The True Tale of the Sapa fish


I saw the nurse shark. It was laying flat on the sandy bottom beneath a huge coral head. I had been snorkeling calmly back to the fiberglass lancha on the other side of the island. Before that very moment I had been placidly swimming along, noting the different fish, corals and sea cucumbers. I was travelling along the very same route I had taken going out for the first time, so I was pretty much seeing the same stuff I had already seen.

Upon seeing the nurse shark I first though that maybe it was just a really big eel, but wait, eels are definitely not that color and uh, I am pretty sure they do not have fins, Shit it's a friggin' nurse shark! All these thoughts progressed through my brain at a rapid fire pace, bam bam BAM get out of there! I quickly turned around and swam panickly, unevenly, spastically out of there and straight to Ace who was also a little panicked when I ran into him because he had seen a big fish as well (although if this were poker I am sure that my nurse shark would beat his big silver fish, if it were a hand anyway).

I told him agitatedly that I had seen a nurse shark and that it was probably a baby but it was still big and it's a SHARK and that in no way in hell was I swimming anywhere near that area and there was no way I was going to swim all the way out to sea just to avoid the nurse shark because it's the open sea! There are more sharks out there and I am not going snorkeling in water that I can't even see the bottom in.

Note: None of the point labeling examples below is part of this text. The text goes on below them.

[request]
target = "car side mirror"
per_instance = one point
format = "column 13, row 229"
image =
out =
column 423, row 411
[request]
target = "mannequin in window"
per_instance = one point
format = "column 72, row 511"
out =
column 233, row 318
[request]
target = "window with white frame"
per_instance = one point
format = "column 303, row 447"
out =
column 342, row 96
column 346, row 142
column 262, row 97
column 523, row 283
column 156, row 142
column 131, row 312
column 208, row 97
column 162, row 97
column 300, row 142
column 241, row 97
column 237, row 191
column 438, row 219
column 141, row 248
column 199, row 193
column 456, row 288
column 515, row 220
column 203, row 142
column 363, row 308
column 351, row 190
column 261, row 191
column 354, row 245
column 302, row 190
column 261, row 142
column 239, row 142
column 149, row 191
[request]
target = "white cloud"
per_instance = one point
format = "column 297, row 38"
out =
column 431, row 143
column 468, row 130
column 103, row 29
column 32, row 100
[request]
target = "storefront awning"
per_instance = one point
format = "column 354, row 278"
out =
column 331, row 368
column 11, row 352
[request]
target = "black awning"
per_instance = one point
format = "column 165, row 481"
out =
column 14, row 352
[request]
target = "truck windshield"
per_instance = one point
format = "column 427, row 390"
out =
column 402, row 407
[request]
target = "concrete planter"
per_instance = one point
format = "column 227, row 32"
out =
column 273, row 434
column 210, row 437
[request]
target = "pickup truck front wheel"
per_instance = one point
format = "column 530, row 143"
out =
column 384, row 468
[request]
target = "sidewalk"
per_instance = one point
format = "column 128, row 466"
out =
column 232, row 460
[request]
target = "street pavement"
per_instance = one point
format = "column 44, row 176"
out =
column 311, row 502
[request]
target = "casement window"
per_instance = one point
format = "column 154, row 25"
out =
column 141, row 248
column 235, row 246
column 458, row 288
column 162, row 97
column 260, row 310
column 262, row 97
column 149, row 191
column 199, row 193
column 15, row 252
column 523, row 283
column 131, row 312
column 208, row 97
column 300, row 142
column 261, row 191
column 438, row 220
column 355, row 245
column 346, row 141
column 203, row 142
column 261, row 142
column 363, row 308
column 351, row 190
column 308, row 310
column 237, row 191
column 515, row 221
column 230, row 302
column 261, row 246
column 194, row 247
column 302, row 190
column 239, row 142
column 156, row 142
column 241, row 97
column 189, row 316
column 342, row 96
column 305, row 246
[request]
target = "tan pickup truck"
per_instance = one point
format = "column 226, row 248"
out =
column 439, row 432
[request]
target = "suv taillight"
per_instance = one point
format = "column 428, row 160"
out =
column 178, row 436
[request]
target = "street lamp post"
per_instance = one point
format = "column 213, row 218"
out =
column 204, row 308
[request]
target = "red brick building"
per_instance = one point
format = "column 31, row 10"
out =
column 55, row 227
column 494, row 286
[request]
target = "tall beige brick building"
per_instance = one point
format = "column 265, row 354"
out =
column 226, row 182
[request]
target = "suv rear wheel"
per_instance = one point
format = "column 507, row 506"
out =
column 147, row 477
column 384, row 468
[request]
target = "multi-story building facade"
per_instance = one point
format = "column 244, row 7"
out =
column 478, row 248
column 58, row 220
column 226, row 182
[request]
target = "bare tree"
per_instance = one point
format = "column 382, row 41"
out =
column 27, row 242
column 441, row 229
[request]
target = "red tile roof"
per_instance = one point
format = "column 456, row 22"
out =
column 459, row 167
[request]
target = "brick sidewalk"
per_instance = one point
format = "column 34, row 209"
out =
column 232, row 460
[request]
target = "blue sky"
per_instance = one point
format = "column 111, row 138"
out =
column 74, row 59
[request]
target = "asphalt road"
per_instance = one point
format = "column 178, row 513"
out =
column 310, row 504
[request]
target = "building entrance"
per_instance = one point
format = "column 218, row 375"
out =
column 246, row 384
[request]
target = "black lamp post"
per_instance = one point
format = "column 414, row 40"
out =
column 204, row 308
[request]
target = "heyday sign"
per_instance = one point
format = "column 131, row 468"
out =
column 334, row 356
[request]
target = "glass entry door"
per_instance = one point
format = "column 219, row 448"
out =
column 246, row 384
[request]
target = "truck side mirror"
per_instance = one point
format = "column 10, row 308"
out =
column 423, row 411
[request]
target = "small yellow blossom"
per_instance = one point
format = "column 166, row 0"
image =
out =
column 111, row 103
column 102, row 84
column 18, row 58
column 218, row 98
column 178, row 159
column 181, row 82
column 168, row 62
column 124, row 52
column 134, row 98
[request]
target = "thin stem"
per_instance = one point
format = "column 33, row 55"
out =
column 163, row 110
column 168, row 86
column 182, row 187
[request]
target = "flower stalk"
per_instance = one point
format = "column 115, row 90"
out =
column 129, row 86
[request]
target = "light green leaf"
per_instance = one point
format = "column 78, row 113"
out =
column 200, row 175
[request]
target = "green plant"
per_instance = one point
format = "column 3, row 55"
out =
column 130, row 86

So we hollered at the launch guy and he came to pick us up in the launch and as I clambered up into the boat I scratched my shin and it instantly started bleeding and yet I couldn't stop from going on and on about how I had SEEN A SHARK! And that is when the launch guy said, "Ah, but they don't do no harm; he just be a sapa. They no harm you unless you grab it's tail. He just waiting for lobsters or crabs to come by." and I laughed nervously, but I saw it. Sapa or no sapa.

That didn't stop me from snorkeling the next day and almost swimming straight into three jellyfish.

3 toots:

M@rK* said...

hEy... I'm have'N a party at
My house 2marrow...u know the 8tH*
U and your boy are more tHan welcome 2 come through...
thats if itz nOt 2 wierd 4 U =P
I have some bandz and shit...
U know how We do!
Peace*

Anonymous said...

so jealous!


AmyChop

Anonymous said...

Nurse sharks are the nasty ones, aren't they? This may sound a little jaded, but when we were in the Bahamas a few years ago the resort had some captive in its lagoon. They were a little tamer (divers reguarly swam with them to clean various parts of the place), but come feeding time they were some tenacious little (or big) nippers. Glad you made it out with all your loquacious limbs.